John 5:8,9 - Coke's Commentary on the Holy Bible

Bible Comments

Rise, take up thy bed, and walk, &c.— Though it was the sabbath-day, and the doctors affirmed that the bearing of any burden was a profanation of the holy rest, Jesus ordered the man to carry his bed away, because it was fit that the miracle should be rendered indubitable by the suddenness and perfection of the cure, shewed in the vigorous exertion of the man's strength. Besides, when the people, who on the sabbath ceased from working, met the man in their way, and reproved him for carrying his bed, he could not avoid telling them what had happened.
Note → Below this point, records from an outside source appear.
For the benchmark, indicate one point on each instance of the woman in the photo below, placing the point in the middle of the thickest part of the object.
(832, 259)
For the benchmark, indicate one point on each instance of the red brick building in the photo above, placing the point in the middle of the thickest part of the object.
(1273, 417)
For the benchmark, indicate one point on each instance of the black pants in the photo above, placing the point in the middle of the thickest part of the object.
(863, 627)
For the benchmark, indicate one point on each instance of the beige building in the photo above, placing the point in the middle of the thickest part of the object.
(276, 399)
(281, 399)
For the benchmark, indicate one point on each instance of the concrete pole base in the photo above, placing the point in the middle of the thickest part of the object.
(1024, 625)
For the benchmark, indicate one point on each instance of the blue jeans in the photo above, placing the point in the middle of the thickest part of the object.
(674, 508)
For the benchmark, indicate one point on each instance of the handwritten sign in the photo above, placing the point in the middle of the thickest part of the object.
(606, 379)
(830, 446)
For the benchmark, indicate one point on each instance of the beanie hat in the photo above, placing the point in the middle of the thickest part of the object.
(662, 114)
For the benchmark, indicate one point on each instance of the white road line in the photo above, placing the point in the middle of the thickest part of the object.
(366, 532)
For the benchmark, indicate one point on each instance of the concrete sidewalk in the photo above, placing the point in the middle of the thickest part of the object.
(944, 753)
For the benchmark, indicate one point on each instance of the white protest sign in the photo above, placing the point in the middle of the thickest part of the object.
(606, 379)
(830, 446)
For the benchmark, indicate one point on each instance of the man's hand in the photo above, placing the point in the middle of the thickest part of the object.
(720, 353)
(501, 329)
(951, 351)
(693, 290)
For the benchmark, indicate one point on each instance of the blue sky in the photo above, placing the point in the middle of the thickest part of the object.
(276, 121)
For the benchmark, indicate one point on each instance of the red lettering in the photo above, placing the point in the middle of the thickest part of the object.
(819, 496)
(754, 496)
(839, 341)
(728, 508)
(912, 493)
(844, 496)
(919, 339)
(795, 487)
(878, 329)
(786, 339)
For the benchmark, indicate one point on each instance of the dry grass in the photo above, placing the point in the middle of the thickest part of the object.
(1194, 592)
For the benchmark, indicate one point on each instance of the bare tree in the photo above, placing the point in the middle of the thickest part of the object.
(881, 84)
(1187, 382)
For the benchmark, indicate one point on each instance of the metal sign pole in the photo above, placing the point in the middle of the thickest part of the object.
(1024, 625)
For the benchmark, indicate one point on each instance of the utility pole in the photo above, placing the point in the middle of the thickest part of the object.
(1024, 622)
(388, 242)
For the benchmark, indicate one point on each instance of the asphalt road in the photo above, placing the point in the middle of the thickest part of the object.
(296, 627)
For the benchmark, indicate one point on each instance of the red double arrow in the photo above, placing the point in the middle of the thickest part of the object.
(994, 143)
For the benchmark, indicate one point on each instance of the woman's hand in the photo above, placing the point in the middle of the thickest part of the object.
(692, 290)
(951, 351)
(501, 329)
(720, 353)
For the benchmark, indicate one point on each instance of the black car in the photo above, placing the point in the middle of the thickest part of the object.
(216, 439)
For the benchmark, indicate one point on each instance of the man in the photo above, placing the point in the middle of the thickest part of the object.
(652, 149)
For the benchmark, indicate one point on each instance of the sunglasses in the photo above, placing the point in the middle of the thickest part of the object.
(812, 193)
It was therefore a very proper method of making so signal a miracle universally known. The evangelist says, immediately the man was made whole; so that the cure being effectuated in an instant, while he was not expecting any such favour, nor knew to whom he owed it, John 5:13 no one can pretend that the power of imagination contributed thereto in the least degree. By the sabbath here must be meant either the first holy convocation in the feast of unleavened bread, that is, the morrow after the passover solemnity, which was one of the greatest sabbaths, ch. John 19:31 or the ordinary sabbath, happening in the passover-week, and consequently the day on which the disciples plucked the ears of corn. We may just observe, that our Saviour did not say to the impotent man, "Rise, and step into the pool," but rise, and walk; to shew that he was himself all-sufficient to do that for us, which the law could not do, and which he fulfilled, and so abrogated; thus manifestly declaring the full completion of this miraculous pool of Bethesda in himself.

John 5:8-9

8 Jesus saith unto him,Rise, take up thy bed, and walk.

9 And immediately the man was made whole, and took up his bed, and walked: and on the same day was the sabbath.